BMW R1100GS Urban Portrait
PART ONE, ACT ONE: THE CALL
It wasn’t raining the day she called, but it felt like I was standing in the wake of a typhoon by the time I hung up the phone.
I was knee-deep in a production job that had long since stopped being glamorous- long days, longer nights, and a catering budget so low it was turning a devoted crew into a band of mutinous rebels. The shoot wasn’t set to wrap for another week and a half. I’d been running on electrolytes, protein bars and vitriol, making it harder and harder to get up the next day and show up without a permanent scowl.
Then came one of “those” phone calls- out of the blue, and enough bad tidings to remind me that I should stop taking things for granted.
I recognized the voice from a woman who first spoke to me when she was in her twenties and I was nine; Lilian is a good friend of my father- the kind of woman you remember from your childhood, long hair, deeper eyes, and a way of looking at you that made me wish I was capable of smarter conversation.
She used to watch me when I was a kid. Made me birthday cakes that probably rewired my brain chemistry. And though life had marched on in opposite directions, her voice still had a place in me that didn’t age.
“Uncle Bobby stopped chemo,” she said. She always referred to her husband as “uncle”- a habit she must have fell into in order to avoid confusing the many nieces and nephews in his extended family.
“The pain of the treatment was simply too much”.

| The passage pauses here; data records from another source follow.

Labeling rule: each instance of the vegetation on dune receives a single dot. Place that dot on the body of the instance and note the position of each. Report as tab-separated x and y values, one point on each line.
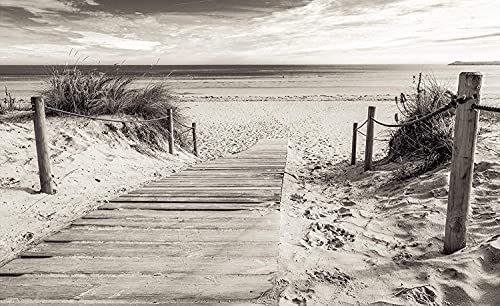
425	145
95	93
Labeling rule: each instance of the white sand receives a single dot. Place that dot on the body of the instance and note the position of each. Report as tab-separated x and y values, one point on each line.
357	238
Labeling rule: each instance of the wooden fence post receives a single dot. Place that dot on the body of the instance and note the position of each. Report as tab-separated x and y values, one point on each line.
42	148
370	125
195	140
170	122
354	142
462	165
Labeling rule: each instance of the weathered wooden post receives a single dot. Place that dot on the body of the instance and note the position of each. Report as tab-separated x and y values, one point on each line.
354	142
42	147
462	165
170	123
195	140
370	125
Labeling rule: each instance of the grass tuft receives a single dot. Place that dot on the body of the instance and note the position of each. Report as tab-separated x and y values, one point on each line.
426	145
96	93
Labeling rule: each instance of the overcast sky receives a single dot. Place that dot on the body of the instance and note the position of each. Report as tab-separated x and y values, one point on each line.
248	31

There was a pause- those heavy, quiet seconds that carried more truth, more weight in its meaning than any other sentence I had heard until this moment.
“If you want to see him… you know, I think it should be now.” She said. No drama. No persuasion, but with the precision of a protective matriarch.
Reading between the lines, I figured I had three weeks at the most to have one final face to face conversation with a man I loved and respected as much as anyone might feel for a blood relative.
I didn’t need to think it through. I’d already missed enough. Enough weddings, birthdays, July 4th barbecues with legendary comfort food served against a backdrop of great fun and unresolved family tension. Whatever- that’s all gonna get resolved someday.
Except, there was no room for a “someday.” Before now, death-bed requests were only in the books that I read, the shows that I watched and the stories told by other people. To receive one now, to hear the request from the voice of a woman who is certain of a grim outcome, struck the kind of chord that sang out at a volume that kids who grew up angry need to hear:
Don’t fuck this up. Drop everything and show up, just like they do in the movies.
Except- in real life, people have to buy a plane ticket first- and the cost of air travel within a two-week window was higher than I or anyone else had seen it, not to mention the other real-life expenses associated with traveling to a major city known for being unbearable without a car.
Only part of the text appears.